Jazz Arts faculty member and alumnus Ron Carter (MM ’61, HonDMA ’98) shares his thoughts on what he wants his students to learn from him, playing with Miles Davis, and the evolution of jazz in an interview with WhatsUpNewp, an independent publication in Newport, RI.
“One of the things I hope [MSM] students get from me as a person – I’m concerned with humanity; I’m concerned with the next guy getting a fair shot at whatever the apple is; I’m concerned about the status of our country today and I hope that they pick that up in our lessons that I do not just cover bass, but our living in general.”
Read the full article here.
Jazz faculty member Regina Carter and alumna Linda May Han Oh (MM ’08, Jazz Double Bass) are featured in Vanity Fair‘s ‘Sisters of Swing’ article alongside fourteen other women “reshaping” the jazz world today.
Regina, a recipient of both the MacArthur and Doris Duke awards, has been widely hailed for her mastery of her instrument and her drive to expand its possibilities. See her website for more information.
Linda studied with Jay Anderson, John Riley, Phil Markowitz, Dave Liebman, and Rodney Jones during her studies at MSM, and is currently performing all over the globe.

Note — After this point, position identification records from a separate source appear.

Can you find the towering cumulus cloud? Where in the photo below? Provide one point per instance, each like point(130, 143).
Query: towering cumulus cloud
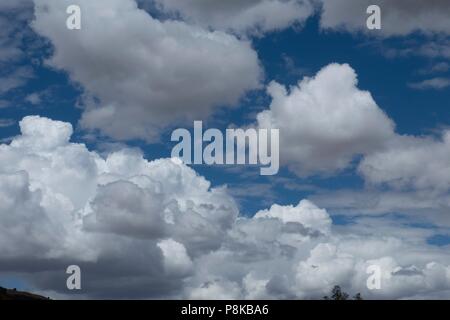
point(141, 74)
point(327, 120)
point(155, 229)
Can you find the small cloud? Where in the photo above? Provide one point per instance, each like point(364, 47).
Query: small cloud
point(440, 67)
point(33, 98)
point(6, 123)
point(434, 83)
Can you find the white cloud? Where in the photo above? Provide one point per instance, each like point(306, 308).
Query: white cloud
point(146, 74)
point(419, 163)
point(325, 121)
point(156, 229)
point(434, 83)
point(243, 17)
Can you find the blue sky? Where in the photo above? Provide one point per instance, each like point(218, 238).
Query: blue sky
point(392, 64)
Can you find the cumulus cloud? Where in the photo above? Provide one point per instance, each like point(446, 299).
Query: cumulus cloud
point(434, 83)
point(141, 75)
point(243, 17)
point(155, 229)
point(408, 162)
point(400, 17)
point(326, 121)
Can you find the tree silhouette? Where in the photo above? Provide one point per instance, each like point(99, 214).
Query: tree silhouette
point(338, 294)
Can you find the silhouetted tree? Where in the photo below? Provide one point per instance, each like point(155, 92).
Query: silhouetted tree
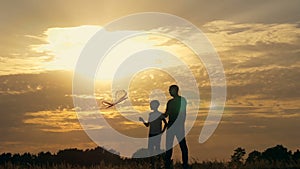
point(253, 157)
point(296, 156)
point(277, 153)
point(237, 157)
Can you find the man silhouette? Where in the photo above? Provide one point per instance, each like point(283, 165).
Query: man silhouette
point(176, 111)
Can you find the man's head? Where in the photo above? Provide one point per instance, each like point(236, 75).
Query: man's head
point(173, 90)
point(154, 104)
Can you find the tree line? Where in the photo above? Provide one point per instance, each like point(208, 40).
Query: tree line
point(274, 157)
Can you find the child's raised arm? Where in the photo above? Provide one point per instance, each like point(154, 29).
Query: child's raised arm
point(142, 120)
point(165, 125)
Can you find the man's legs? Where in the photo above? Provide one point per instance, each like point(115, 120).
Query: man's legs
point(184, 152)
point(169, 146)
point(180, 135)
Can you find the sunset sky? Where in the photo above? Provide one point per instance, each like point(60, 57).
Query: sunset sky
point(257, 41)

See her website for more information.
Photos of Regina Carter (left) and Linda May Han Oh (right) by Philip Montgomery for Vanity Fair.
Jazz Arts alumnus Jon Snell (MM ’17, Jazz Piano) is featured in the July edition of Stay Thirsty Magazine as a “Spotlight Artist”. As a current member of the Precollege faculty, Snell teaches courses in jazz theory and ear training, as well as coaches a student quintet.
Learn more about Jon and hear one of his compositions here.
In a press release, University of California at Los Angeles announced that MSM Artistic Advisory Board member Terence Blanchard (HonDMA ’17) has been named the first Kenny Burrell Chair in Jazz Studies at the UCLA Herb Alpert School of Music. “Terence’s accomplishments are impressive and astounding for their range,” said school of music Dean Judith Smith, who initiated the creation of the chair in 2016. “His commitment to educating the next generation of jazz artists and his devotion to illuminating social justice issues through his music embody our UCLA values and align with the mission of our global jazz studies program.”